時代は「勝ち負け」の発想から「共同創造」に移りつつある田近秀敏塾員(松下政経塾第3期生)はそう考える。彼の仕事はコンサルティングと人材育成。そしてそれを通してリーダーシップを発揮する人々を生み出し続けることだ。松下幸之助塾主との出会いから人々の可能性を発見する仕事に至るまでの道のりはどんなものだったのか。

人生に偶然はないと言います。松下幸之助塾主との出会いは、私にとってまさに人生の選択のときでした。その価値は第一に「志を持って生きる」ということが身に付いたことです。志とは単なる目標や自己実現ではなく、世の中の変革に影響を与える明確な意図を言うのではないでしょうか。「世の中の変革に関わるリーダーとして生きるならば、今自分に何ができるだろうか」という自分への問いかけと共に前に進んでいくことが大切だと学びました。

 松下塾主と共有した志は、松下政経塾の塾是の中に凝縮されています。「真に国家と国民を愛し、新しい人間観に基づく政治・経営の理念を探求し、人類の繁栄幸福と世界の平和に貢献しよう」という表現です。そのような大きな理念を実現するためにはそれを共有した人々がそれぞれの天分を生かした事業を通して理念の具現に取り組む必要があります。いくつかの登山ルートから登るけれども目指す頂上は一つだということです。

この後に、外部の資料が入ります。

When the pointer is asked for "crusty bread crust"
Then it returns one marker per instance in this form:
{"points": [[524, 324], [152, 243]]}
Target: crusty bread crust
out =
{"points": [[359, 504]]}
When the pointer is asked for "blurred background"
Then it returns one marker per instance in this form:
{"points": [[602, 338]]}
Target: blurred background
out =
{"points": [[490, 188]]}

政経塾内外での様々な活動を通して私は、自分がコーチをする能力に長けているように思いました。そこでコンサルテーション、とりわけ人材育成分野を事業領域としました。とにかく面白い仕事です。感動のある仕事です。

 具体的な領域としては4つの柱があります。まず人材組織診断を含めた経営協力。2つめは企業向けの各種ビジネス・トレーニング。3つめは自己啓発的、能力開発的な各種公開講座。4つめはカウンセリングの分野です。人が自分の可能性を発見し、独自性を受け入れ、才能に目覚める時、目の色が変わります。使う言葉が変わり、発しているエネルギーが変わります。チェンジ(別の人になろうとする)ではなく、トランスフォーメイション(自分の本質を開花させて生きようとする)が起こる時、人は至高体験と共に人生に対するコミットメント(専念する気持ち)を手にしています。
 人生の目的が自己満足から他に貢献しようというレベルへとシフトしていくと、人は自分がリーダーであるという立場を確立し始めます。ますます当てになる人に成長していきます。そして組織の中で人材が組織の目的に一致し整列する時、組織風土がより健全な方向に動き始めます。このようにして私は人々のビジョンの実現に関わっています。

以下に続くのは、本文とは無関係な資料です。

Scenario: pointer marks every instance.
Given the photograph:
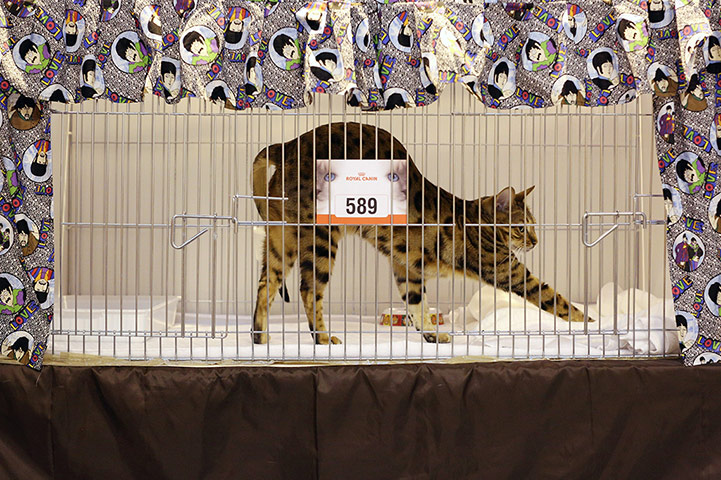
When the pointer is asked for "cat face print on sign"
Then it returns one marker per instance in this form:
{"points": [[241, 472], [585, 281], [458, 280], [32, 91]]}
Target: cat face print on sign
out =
{"points": [[312, 17], [396, 98], [18, 346], [400, 32], [43, 279], [56, 93], [217, 91], [694, 97], [236, 28], [672, 204], [37, 161], [32, 53], [714, 213], [687, 329], [20, 8], [429, 73], [199, 46], [688, 251], [666, 122], [170, 77], [149, 19], [632, 32], [602, 66], [362, 37], [568, 90], [663, 80], [7, 235], [575, 23], [253, 77], [326, 64], [23, 111], [109, 9], [712, 295], [73, 30], [28, 234], [92, 83], [715, 133], [539, 52], [628, 96], [707, 358], [660, 13], [129, 53], [284, 49], [12, 294], [502, 79], [712, 53], [481, 31], [183, 7], [690, 172]]}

 私の会社はコォ・クリエイト・ジャパンと言います。コォ・クリエイションとは共同創造という意味です。社会のパラダイム(枠組み)の1つは「勝ち負けの競争」です。競争はそれ自体悪いものだとは言えません。ただ、行き過ぎると調和を失います。私たちは「勝ち負け」「依存か自立か」の発想から「ともに勝つ」発想にシフトし、「共同創造」「相互依存」の関係を生み出していく必要があります。現代は大競争時代だという人もいます。朝を迎える前の闇がもっとも暗く感じられるように、私たちは新しいパラダイムを迎える前の闇を体験しているのかもしれません。
 私の使命は一人でも多くのリーダーシップを発揮する人々を生み出すことです。次の時代は質の高いリーダーシップを持った普通の人々の働きによって迎えていきたいと思います。